Meta's "Year of Efficiency" Continues As The Company Launched Another Layoff Across Multiple Team
Meta made adjustments to multiple business teams on Wednesday, stating that it will reallocate resources within the company.
In an email statement, a Meta spokesperson emphasized that some teams at Meta are being restructured to ensure that resources align with the company's long-term strategic goals and strategies. This includes transferring some teams to different locations and reallocating some employees to different positions. When positions have to be eliminated, Meta is also looking for other opportunities for employees.
It is reported that the teams affected by this round may include Reality Labs, Instagram, and WhatsApp. According to a Meta spokesperson, the Threads, recruitment, and legal operations teams were not affected by the layoffs, but they refused to disclose the specific scale of the layoffs, only revealing that the scale was not large.

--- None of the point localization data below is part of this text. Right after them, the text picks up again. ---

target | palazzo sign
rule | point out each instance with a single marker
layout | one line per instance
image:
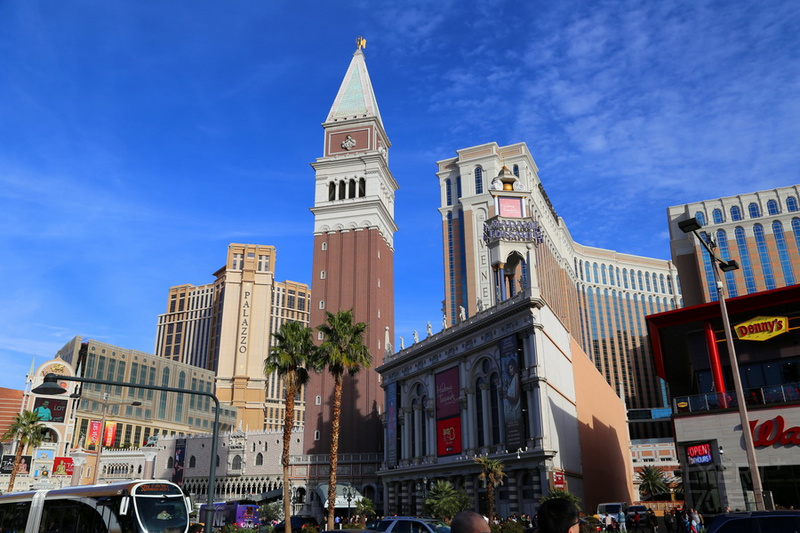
(774, 432)
(762, 328)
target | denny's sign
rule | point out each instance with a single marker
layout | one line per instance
(762, 328)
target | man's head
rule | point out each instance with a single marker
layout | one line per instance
(469, 522)
(558, 515)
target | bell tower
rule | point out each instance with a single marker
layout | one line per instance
(353, 262)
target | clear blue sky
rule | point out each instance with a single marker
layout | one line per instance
(139, 138)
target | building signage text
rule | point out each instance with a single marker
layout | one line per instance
(512, 230)
(699, 454)
(762, 328)
(244, 324)
(774, 432)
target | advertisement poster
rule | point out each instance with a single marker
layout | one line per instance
(109, 434)
(45, 456)
(7, 465)
(50, 410)
(511, 393)
(62, 466)
(177, 465)
(391, 426)
(93, 433)
(448, 436)
(447, 394)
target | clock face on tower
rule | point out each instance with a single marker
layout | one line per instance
(510, 207)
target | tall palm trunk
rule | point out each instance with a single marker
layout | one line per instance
(337, 409)
(288, 422)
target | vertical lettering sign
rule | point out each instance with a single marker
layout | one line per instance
(391, 426)
(511, 392)
(244, 317)
(109, 434)
(448, 413)
(93, 433)
(63, 466)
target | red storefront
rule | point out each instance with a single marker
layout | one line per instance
(691, 354)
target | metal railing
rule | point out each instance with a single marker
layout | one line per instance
(717, 401)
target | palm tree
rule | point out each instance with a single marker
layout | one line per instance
(343, 350)
(445, 501)
(492, 473)
(27, 430)
(652, 481)
(292, 352)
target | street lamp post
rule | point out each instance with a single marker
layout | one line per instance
(50, 386)
(691, 226)
(348, 494)
(99, 452)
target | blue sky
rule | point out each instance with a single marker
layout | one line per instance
(138, 139)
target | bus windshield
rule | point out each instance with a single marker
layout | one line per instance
(162, 515)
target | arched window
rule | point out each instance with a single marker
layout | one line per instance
(772, 207)
(744, 257)
(179, 397)
(724, 252)
(478, 180)
(763, 256)
(783, 253)
(479, 414)
(701, 218)
(162, 404)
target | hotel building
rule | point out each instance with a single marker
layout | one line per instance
(226, 326)
(759, 230)
(601, 296)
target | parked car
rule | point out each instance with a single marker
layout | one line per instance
(299, 523)
(410, 524)
(756, 522)
(632, 511)
(610, 507)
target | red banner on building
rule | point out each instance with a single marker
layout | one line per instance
(109, 434)
(62, 466)
(448, 436)
(93, 433)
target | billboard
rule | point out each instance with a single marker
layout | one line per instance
(62, 466)
(447, 393)
(93, 433)
(7, 465)
(448, 436)
(50, 410)
(109, 434)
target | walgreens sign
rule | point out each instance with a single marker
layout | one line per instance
(774, 432)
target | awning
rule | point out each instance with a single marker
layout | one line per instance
(341, 498)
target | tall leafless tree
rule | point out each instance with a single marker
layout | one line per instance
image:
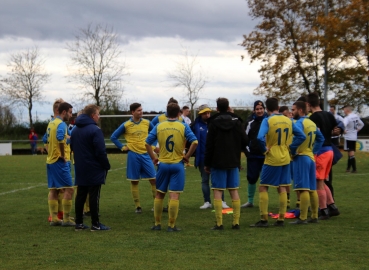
(190, 77)
(96, 64)
(25, 80)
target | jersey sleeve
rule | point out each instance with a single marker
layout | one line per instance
(319, 140)
(190, 137)
(264, 128)
(152, 137)
(60, 132)
(114, 137)
(299, 137)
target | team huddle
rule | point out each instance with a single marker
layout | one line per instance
(280, 150)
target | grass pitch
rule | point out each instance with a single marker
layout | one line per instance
(28, 242)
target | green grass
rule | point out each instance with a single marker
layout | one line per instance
(28, 242)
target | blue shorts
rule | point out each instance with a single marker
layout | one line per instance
(275, 176)
(139, 166)
(59, 175)
(170, 175)
(225, 179)
(304, 173)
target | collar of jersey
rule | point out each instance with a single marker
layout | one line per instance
(134, 121)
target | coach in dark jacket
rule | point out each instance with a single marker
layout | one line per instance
(91, 165)
(225, 141)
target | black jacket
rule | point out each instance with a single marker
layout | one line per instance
(225, 140)
(252, 130)
(88, 145)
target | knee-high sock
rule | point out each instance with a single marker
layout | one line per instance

This is not the first time Meta has laid off employees in recent years. In 2022, Meta laid off about 13% of its employees or 11,000 people; in 2023, Meta laid off another 10,000 employees and froze 5,000 pending positions.
Meta CEO Zuckerberg's Year of Efficiency has passed year after year. Since 2022, in pursuit of cost reduction, Meta has had to lay off a large number of employees. This has also been welcomed by the capital market, with Meta's stock price having risen by 66% so far this year.
Meta's financial performance in the past two quarters has also been quite good, with the company's revenue in Q1 reaching $36.46 billion, a year-on-year increase of 27%; in Q2, its revenue climbed again to $39.07 billion, a year-on-year increase of 22%, and the revenue for both quarters exceeded Wall Street forecasts.
The company also predicts that its digital advertising revenue in the third quarter will be very optimistic, covering Meta's investment in artificial intelligence, which has also filled the US stock market with anticipation.
As part of Meta's artificial intelligence advancement plan, the company recently launched the Llama 3.2 artificial intelligence model. This model includes vision models with 11 billion and 9 billion parameters, as well as lightweight pure text models with 1 billion and 3 billion parameters, aimed at running efficiently on edge and mobile devices.
The emergence of the LIama model also highlights Meta's ambition and ability to compete with competitors such as OpenAI and Google in artificial intelligence.